Since data are scarce, we explore plausible distributional assumptions:
###############################################################################
# Monte Carlo with 3 PPQ Batches
# Purpose: simulate three plausible distributions (Triangular, Uniform, Normal)
# from minimal PPQ information and visualize risk vs specs.
# Output: prints a results table and shows three histograms on screen.
###############################################################################
## ------ USER SETTINGS: Simulation size and PPQ-derived parameters ----------
set.seed(123)
n_sim <- 1e5
min_val <- 97.2
mode_val <- 98.4 # set NA if no set-point; triangular skipped
max_val <- 99.4
LSL <- 97.2
USL <- 99.6
plot_on <- TRUE
## ---------------------------------------------------------------------------
library(triangle) # triangular sampling
## ---------- helper functions & common x-range -------------------------------
risk <- function(x) mean(x < LSL | x > USL)

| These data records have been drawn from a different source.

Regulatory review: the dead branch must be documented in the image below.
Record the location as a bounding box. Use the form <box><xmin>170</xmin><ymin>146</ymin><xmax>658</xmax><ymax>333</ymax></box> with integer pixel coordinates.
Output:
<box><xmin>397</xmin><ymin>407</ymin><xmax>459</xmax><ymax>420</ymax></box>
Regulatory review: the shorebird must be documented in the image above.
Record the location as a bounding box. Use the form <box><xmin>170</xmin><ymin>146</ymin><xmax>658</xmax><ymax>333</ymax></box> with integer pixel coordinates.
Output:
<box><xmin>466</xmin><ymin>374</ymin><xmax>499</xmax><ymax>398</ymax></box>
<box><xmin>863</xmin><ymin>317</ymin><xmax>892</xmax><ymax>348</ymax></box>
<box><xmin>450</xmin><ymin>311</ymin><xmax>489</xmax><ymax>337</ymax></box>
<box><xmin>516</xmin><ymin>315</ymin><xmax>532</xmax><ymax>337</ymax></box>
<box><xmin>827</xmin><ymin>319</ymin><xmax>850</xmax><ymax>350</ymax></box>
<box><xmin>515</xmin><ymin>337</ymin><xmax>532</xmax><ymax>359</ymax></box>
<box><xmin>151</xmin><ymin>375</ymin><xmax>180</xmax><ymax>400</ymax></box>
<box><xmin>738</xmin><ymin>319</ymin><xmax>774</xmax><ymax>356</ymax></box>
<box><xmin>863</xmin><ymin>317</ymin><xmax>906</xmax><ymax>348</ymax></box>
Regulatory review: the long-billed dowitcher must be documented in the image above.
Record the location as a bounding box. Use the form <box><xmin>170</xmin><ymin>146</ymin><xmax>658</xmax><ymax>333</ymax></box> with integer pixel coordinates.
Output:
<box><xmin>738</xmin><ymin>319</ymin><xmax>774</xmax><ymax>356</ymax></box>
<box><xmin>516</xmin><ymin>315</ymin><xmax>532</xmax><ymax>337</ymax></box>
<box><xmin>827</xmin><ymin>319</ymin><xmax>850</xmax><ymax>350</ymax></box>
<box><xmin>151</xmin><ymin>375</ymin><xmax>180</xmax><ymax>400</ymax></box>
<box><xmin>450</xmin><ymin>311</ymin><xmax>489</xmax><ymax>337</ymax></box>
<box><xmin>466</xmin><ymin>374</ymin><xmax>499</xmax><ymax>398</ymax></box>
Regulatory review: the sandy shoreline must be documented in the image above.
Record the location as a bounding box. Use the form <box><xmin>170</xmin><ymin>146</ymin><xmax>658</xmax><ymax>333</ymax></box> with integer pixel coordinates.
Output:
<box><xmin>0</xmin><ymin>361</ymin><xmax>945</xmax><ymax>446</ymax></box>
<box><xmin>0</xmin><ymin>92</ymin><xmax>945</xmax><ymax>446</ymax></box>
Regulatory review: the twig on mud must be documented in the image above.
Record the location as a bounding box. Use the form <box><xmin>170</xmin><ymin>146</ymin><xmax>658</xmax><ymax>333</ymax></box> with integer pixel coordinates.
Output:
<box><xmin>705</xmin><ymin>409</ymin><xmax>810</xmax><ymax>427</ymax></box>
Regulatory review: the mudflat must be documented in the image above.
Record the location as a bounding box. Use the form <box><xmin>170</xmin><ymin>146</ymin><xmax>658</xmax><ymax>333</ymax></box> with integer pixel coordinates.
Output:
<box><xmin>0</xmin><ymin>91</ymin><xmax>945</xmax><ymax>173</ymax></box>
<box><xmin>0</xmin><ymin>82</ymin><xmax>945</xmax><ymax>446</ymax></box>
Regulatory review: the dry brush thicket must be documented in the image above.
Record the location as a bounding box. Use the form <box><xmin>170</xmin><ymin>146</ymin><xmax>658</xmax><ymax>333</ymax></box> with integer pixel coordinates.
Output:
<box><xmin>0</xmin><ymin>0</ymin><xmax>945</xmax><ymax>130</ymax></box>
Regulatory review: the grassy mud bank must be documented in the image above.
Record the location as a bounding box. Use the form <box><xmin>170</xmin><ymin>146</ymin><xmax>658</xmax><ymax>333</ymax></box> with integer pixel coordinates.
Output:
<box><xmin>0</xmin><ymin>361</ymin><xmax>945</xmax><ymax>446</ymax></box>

cpk <- function(x) (min(USL - mean(x), mean(x) - LSL)) / (3 * sd(x))
# single place to change axis limits if you want extra margin
x_range <- c(LSL - 0.3, USL + 0.3) # same limits for all three plots
add_spec <- function() {
abline(v = c(LSL, USL), col = "red", lty = 2, lwd = 2)
legend("topright",
legend = c(paste0("LSL = ", LSL),
paste0("USL = ", USL)),
col = "red", lty = 2, lwd = 2, bty = "n")
}
results <- list()
## ------------------------ 1. Triangular -------------------------------------
if (!is.na(mode_val)) {
x_tri <- rtriangle(n_sim, a = min_val, b = max_val, c = mode_val)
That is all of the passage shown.